January 25, 2012 in Business

Servatron to move this spring

Manufacturer to occupy part of former Itronix site
By The Spokesman-Review
 

After a sluggish 2010 and 2011, Spokane Valley contract manufacturing firm Servatron Inc. hopes to boost annual sales to the $30 million mark, in part by moving to a newer building this spring.

The company will move into about 50,000 square feet of the former Itronix building at 12825 E. Mirabeau Parkway. It’s been at its current site, near the Spokane Business & Industrial Park, since 2000 when it was spun out of Itron as a specialty contract manufacturer.

Company President Tod Byers said that privately held Servatron hasn’t had a loss during its 12 years in business. But its current building — roughly the same size as the Mirabeau facility — has fewer advantages than the new site, Byers said.

“The new location just shows better,” Byers said. Winning new contracts depends in part on good impressions when prospective customers make visits to Spokane. Itronix, which made rugged computers, occupied the building from 2005 to 2009.

Servatron expects to move in by the end of March.

Servatron’s headcount is about 190, down some from 230 in the peak years in 2007 and 2008.

Even so, Servatron ended the year with a record level of backlogged orders, Byers noted.

“We’ve hired probably 40 people in the past four months,” he said.

General Dynamics bought Itronix in late 2005 and closed the Mirabeau Parkway facility in 2009, moving some of that work to Florida. It still holds a lease on the building.

Byers said the search for the right building took two years. The deal for the Mirabeau building resulted from efforts by NAI Black broker Chris Bell.

Two other tenants use the remaining 50,000 square feet of space in the Mirabeau building: Jigsaw, which moved to Spokane Valley from Post Falls last year, and Avista Corp., Bell said.

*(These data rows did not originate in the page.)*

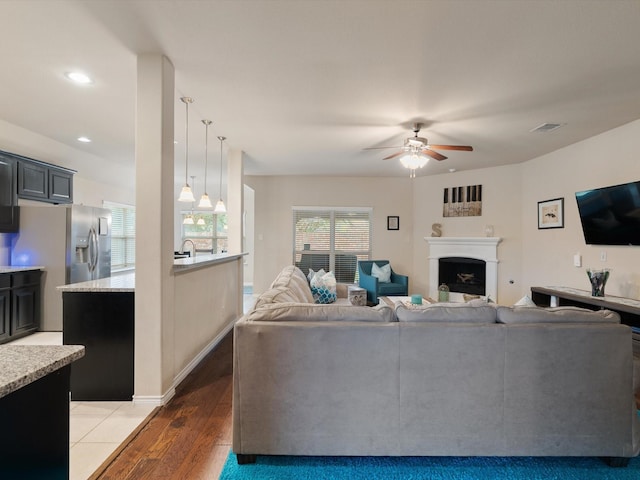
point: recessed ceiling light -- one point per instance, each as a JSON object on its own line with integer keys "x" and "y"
{"x": 78, "y": 77}
{"x": 547, "y": 127}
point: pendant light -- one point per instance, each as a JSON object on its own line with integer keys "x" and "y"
{"x": 188, "y": 220}
{"x": 204, "y": 199}
{"x": 220, "y": 208}
{"x": 186, "y": 195}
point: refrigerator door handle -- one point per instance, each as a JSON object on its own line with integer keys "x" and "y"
{"x": 93, "y": 253}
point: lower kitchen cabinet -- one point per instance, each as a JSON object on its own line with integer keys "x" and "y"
{"x": 20, "y": 296}
{"x": 5, "y": 307}
{"x": 104, "y": 323}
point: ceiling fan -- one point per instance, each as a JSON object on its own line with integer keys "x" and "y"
{"x": 415, "y": 148}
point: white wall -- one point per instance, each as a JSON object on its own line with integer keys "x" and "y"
{"x": 607, "y": 159}
{"x": 527, "y": 256}
{"x": 501, "y": 196}
{"x": 95, "y": 180}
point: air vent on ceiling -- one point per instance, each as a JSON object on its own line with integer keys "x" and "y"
{"x": 547, "y": 127}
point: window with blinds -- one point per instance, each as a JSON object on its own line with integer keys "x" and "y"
{"x": 333, "y": 239}
{"x": 208, "y": 231}
{"x": 123, "y": 236}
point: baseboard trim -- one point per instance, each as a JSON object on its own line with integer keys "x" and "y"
{"x": 203, "y": 353}
{"x": 155, "y": 400}
{"x": 160, "y": 400}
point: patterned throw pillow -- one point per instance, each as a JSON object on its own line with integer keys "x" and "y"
{"x": 323, "y": 287}
{"x": 383, "y": 273}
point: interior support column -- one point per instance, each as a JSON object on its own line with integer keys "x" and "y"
{"x": 235, "y": 212}
{"x": 154, "y": 302}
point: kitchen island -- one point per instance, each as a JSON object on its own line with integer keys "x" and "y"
{"x": 99, "y": 314}
{"x": 34, "y": 410}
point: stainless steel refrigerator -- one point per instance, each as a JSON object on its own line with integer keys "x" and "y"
{"x": 71, "y": 242}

Some of Servatron’s recent spurt in orders comes from contracts with Seattle and Portland companies mostly making industrial electronic components.

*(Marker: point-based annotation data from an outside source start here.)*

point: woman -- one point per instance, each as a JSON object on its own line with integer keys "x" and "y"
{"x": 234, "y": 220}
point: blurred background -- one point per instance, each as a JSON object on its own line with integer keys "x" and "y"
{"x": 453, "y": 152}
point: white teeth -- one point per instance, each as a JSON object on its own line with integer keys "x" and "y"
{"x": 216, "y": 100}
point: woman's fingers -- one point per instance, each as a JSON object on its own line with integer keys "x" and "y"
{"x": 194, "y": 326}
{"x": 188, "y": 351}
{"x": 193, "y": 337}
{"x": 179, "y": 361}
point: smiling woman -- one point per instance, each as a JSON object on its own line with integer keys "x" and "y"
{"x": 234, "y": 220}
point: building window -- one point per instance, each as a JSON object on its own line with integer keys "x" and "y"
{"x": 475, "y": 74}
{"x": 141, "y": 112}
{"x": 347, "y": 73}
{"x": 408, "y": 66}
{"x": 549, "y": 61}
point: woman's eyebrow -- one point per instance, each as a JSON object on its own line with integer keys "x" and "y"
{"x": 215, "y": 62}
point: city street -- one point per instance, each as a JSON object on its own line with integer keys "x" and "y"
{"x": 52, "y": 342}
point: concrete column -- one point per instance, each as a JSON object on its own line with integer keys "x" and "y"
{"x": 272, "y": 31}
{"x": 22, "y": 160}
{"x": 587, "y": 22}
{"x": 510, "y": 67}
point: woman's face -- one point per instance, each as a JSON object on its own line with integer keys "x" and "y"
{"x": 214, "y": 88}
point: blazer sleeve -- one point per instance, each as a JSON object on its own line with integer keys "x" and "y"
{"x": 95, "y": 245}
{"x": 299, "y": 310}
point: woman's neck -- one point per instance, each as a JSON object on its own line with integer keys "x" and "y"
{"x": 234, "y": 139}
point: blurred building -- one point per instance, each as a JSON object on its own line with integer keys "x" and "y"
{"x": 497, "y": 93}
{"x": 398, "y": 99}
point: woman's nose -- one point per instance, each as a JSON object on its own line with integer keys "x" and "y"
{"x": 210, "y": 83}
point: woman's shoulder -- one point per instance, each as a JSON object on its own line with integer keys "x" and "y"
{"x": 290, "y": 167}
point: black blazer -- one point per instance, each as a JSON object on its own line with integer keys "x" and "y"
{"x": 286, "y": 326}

Servatron lands those jobs due to its reputation for handling technically complex products, Byers said.

It also has a legacy of fulfilling orders for wireless or radio components. That’s helped Servatron open the door to a growing list of military contracts.

Servatron still makes handheld receivers for Itron, its first customer. Servatron also has a contract with General Dynamics, providing repair services.

Service work now accounts for 20 percent of total revenue. “That’s another area we’re hoping to grow,” Byers added.